Я возобновил попытки что‑либо разузнать в машине.
– Да он, этот Олег Канарейкин, – начал я, – просто педик… Ну, Андрей, мы и не хотели ничего… Просто…
– Дома поговорим, – прервал он, как страховочный трос перерезал.
В общем, таким я его еще никогда не видел. Даже в первый раз, когда он пришел забрать меня и чуть не задушил тетю Настю. Тогда, после школы, было даже хуже, потому что Андрей сохранял какое‑то странное спокойствие, и при этом его злость выходила еще более страшной.
– Жди в комнате, – скомандовал он и долго говорил с кем‑то по телефону.
Так долго, что я даже подумал, он сейчас забудет о том, что надо читать мне лекцию.
– Поехали, – все тем же строгим, холодным тоном проговорил он и кивнул на дверь, когда освободился.
Ничего он не забыл.
– Слушай, – я решил быстренько оправдаться, – мы не хотели так. Я раскаиваюсь, в общем, больше так не буду…
– Поехали, – почти по слогам повторил он, не желая слушать мои извинения.
– Куда мы едем? – осторожно попытался уточнить я.
– Куда надо.
Больше я ничего не спрашивал. Андрей ничего не объяснял, и мне казалось, он просто отвезет меня куда‑нибудь в лес и бросит там в растопленную печь. Однако вопреки всем разгулявшимся фантазиям мы приехали в ресторан, где нас ждал друг отца Руслан. Они поздоровались как обычно, и я даже подумал, что эта встреча была запланирована давно и мои выходки уже позабыты. Я даже подумал, что как‑то совершенно некстати пришелся этот разговор с Полиной Николаевной, но после недолгого молчания Андрей вдруг выдал без вступлений:
– У нас новый тренд. Юра травит своего одноклассника‑гея. Разбил ему лицо.
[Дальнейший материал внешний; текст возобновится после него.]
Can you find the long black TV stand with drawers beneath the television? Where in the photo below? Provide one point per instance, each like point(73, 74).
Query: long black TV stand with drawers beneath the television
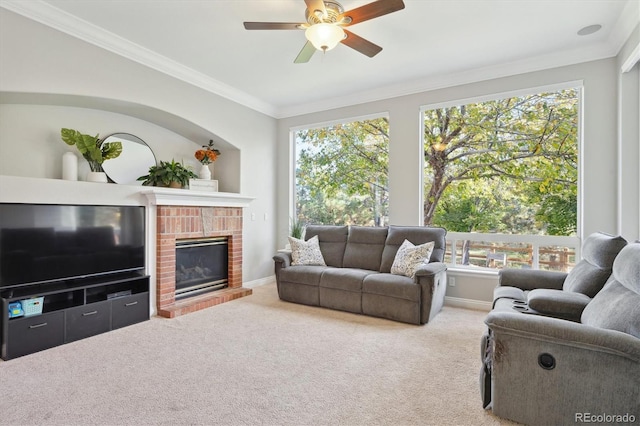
point(72, 310)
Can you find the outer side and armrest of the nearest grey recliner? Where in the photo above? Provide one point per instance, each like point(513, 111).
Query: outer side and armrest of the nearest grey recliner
point(567, 368)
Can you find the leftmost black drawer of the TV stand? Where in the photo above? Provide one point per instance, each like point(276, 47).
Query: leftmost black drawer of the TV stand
point(33, 334)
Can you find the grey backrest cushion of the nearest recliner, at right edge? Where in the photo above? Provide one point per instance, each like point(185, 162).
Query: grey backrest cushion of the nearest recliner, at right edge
point(617, 305)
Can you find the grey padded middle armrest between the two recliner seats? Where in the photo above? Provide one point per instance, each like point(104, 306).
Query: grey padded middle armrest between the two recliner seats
point(558, 303)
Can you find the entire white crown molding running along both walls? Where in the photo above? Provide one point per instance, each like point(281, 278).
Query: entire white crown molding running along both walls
point(53, 17)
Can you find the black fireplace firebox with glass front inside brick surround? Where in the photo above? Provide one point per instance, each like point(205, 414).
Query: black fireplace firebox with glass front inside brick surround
point(202, 266)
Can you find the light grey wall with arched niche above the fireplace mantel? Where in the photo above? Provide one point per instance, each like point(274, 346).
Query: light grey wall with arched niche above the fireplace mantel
point(35, 59)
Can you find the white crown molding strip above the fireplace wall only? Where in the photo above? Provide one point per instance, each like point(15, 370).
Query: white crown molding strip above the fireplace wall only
point(60, 20)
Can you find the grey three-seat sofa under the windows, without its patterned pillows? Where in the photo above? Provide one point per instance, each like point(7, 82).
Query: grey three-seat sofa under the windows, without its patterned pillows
point(357, 276)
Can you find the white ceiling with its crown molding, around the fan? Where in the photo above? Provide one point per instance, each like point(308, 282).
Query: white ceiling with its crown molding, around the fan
point(429, 44)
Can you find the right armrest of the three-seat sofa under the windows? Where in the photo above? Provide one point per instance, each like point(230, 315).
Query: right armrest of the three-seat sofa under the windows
point(432, 279)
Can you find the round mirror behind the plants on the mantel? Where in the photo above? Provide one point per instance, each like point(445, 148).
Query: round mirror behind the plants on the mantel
point(133, 162)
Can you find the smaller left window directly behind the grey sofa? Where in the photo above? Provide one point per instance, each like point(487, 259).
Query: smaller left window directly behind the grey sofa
point(341, 173)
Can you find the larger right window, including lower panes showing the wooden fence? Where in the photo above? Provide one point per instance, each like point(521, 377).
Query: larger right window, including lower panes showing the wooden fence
point(509, 167)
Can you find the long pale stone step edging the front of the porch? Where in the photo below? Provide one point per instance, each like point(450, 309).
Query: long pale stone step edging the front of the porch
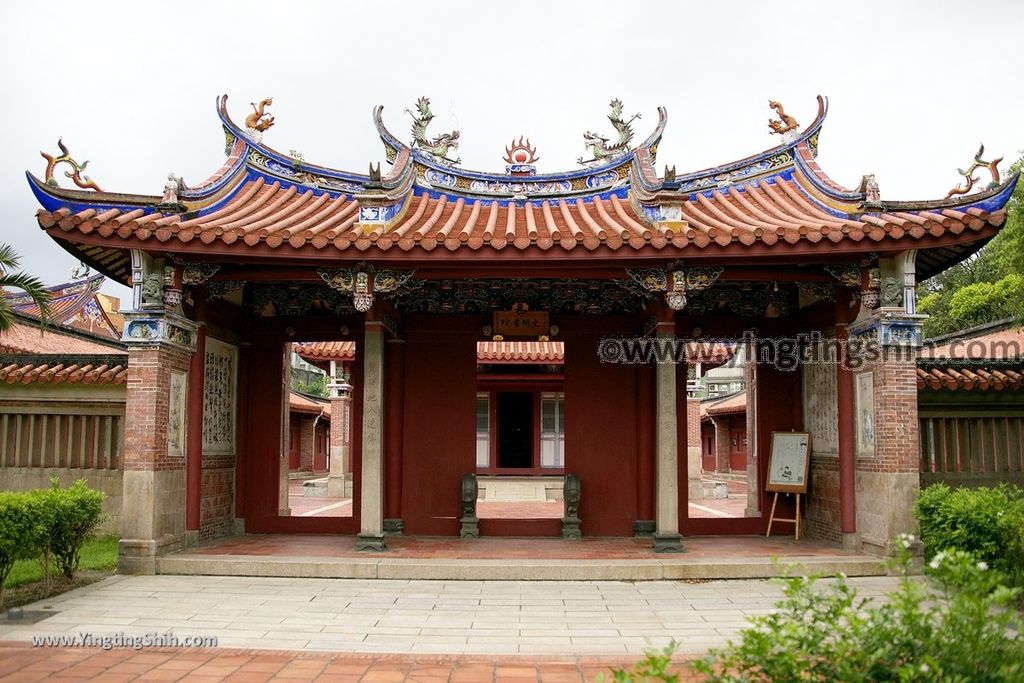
point(674, 569)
Я был в шоке. Зачем при Руслане‑то? И какое ему вообще было дело до моих школьных стычек? Хотел тут же возразить, но Андрей заткнул меня одним взглядом.
– Мой сын гомофоб, – констатировал он.
– Никакой не гомофоб, – возразил я, потому что это слово и то, как оно прозвучало от Андрея, мне не понравилось.
Прозвучало даже не как оскорбление – как приговор. Как будто неизлечимый диагноз вроде «умственно отсталый» или «человек, которого необходимо изолировать». Причем в этом не было ни капли жалости, как если кому‑то сообщают, что у его ребенка рак в последней стадии или синдром Дауна. Просто – как выстрел – гомофоб.
– Так почему тогда вы избили того парня? – решил уточнить Андрей после моего возражения.
– Да ну блин… – стал мяться я. – Ну он просто так себя вел…
– Как? – Андрей начинал выходить из себя. – Что он сделал?
– Ничего…
– Тогда какого черта вы его избили? Не первый раз! Отвечай. Мне сказали, твой ответ был – «Потому что он педик». Так ты сказал Полине Николаевне?
Ну вот, точно, это она ему напела какую‑то фигню, подумал я.
– Ну да.
– Что «ну да»?
– Ну, он педик… – Я отвечал неуверенно, чувствуя крайнее неудобство из‑за присутствия Руслана, которому, казалось, тоже не особо нравился весь этот разговор.
– Он тебе сказал или ты сам догадался? – Андрей гнул свою линию.